NewsTracker Answers for week of Mar. 07, 2011

Q: Enticed by record gold prices, leftist guerrillas and right-wing paramilitary squads are rushing into Colombia's gold fields to find money to keep fighting a four-decade civil war. Where is Colombia?

Circle the area on this map


Q: Gold mines are a relatively new venture for Colombian rebels. Where have they gotten most of their money to keep fighting?

A. Blood diamonds

B. Banana plantations

C. Coca crops

D. Oil wells


C. While the government says its efforts have cut coca leaf production by 60 percent since 2000, Colombia still is a major source of the plants used to make cocaine. Rebels have collected millions of dollars from traffickers filling the soaring U.S. demand for illegal drugs.


Q: Which of its neighbors was part of Colombia until 1903?

A. Ecuador

B. Panama

C. Peru

D. Venezuela


B. After Colombia rejected a deal with the United States to build a canal across the isthmus of Panama, U.S. President Theodore Roosevelt promised to support Panama's separatist movement. With help from the U.S. Navy, Panama gained its independence and the U.S. got its canal.


Q: Which nation has discussed financing a "dry canal," a rail link between Colombian ports on the Pacific Ocean and Caribbean Sea?

A. United States

B. Bolivia

C. China

D. Venezuela


C. A dry canal could make Colombia a hub where imported Chinese goods would be assembled for re-export throughout the Americas and Latin American raw materials would begin the return journey to China.

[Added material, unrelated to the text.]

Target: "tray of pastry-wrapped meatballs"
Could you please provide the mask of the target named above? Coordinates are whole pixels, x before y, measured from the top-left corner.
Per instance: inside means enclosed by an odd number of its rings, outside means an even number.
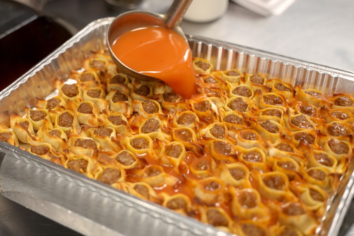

Q: Most Colombians are . . .

A. White

B. Black

C. Mulatto

D. Mestizo


D. Mestizos (people of mixed European and Native American descent) account for 58 percent of Colombians. Another 20 percent are white (European), 14 percent are mulatto (mixed African and European), 4 percent are black (African), 3 percent are mixed African and American Indian and 1 percent are Native American.